The radicals held cultural issues as one of their important arguments during 1905-1917.  For example, the Young Estonian group was concerned with a literary movement.  The leadership of the radicals consisted of the university-educated people.  The main spokesperson for the radicals was Gustav Suits, who believed that political and social liberation would not be possible if cultural liberation was not also accomplished.  Suits' argument was an attempt to dissipate the divisions between the elite with their high culture and the rest of the masses.  Cultural and political autonomy were another issue that the Estonian radicals represented.  They wanted a democratized national culture in which all groups and classes would have a part in creating.  They believed that even the small nations could participate in the fight for political change within the Russian Empire. 

 

The Estonian social democrats experienced the most repression after the Revolution of 1905.  As a result, the Estonian Social Democratic Workers' Party collapsed completely and members were forced to go underground.  The support for the social democrats came mostly from the industrial workers in the urban areas, but also came from the landless laborers in the rural areas.  The social democrats consisted of both Bolsheviks and Mensheviks, and the differences between the two were not clearly defined prior to 1912.

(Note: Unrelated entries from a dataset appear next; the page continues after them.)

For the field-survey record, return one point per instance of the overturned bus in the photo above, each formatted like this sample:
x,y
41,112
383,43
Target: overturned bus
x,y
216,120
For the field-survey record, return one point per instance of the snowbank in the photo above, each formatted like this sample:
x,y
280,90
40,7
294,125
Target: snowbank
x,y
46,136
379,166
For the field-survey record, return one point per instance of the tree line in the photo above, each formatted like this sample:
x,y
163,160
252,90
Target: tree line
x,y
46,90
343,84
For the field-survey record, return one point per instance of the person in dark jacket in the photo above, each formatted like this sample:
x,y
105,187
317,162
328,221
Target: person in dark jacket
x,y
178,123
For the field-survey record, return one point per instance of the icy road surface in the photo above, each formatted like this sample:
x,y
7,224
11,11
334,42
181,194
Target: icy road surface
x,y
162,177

Being strict Marxists, the Bolshevik social democrats held nationality as a temporary historical incident.  All social democrats typically believed that Estonian high culture was intended for the small group of elite for its own benefit, such as the Young Estonia movement, or was simply class-based.  Since they felt that nationalism would pass as a mere fad, they did not concern themselves with the details of either cultural or administrative Russification.  The social democrats that were Mensheviks differed slightly in their opinion on nationalism in that they believed the Russian nationalist policies would be replaced when Russian Empire's revolution met successful.  All social democrats felt the system under Russian rule would eventually cease to exist.  Consequently, they wanted full Estonian participation in the all-Russian movement for liberation, just like the radicals did.

The Revolution of 1905 influenced the mood of public opinion for approximately the next decade until the end of the tsarist regime, and it prepared the Baltic country for its brief period of independence beginning in 1918.  All Estonians opposed Russification, particularly the policies that concerned culture.  Cultural and political autonomy was the goal of the moderates, radicals, and Mensheviks, while the Bolsheviks supported all-Russian and centralist views.  Interestingly, none of the political groups demonstrated any intentions to separate from Russia before 1917, regardless of the support and influence of the group.

 

References

"The Restoration of Estonian Independence."  Estonia Country Guide, [Online]. (February 1994)  Available: http://www.ciesin.ee/ESTCG/STATE/ Restoration_Independence.html.  7 March 2000.

"Estonia, History of"  Encyclopedia Britannica Online, [Online].  Available: http://www.eb.com:180/bol/topic?artcl=109852&seq_nbr=1&page=n& isctn=2&pm=1.  9 February 2000.

Joeste, Marje, Ed.  Estonia: A Reference Book 1993, [Online].  Available: http://www.ciesin.ee/ESTCG/EstRB93.html.  7 March 2000.

Raun, Toivo U.  "The Estonians and the Russian Empire, 1905-1917."  Journal of Baltic Studies.  Vol 15, No 2-3, Summer/Fall 1984: 130-140.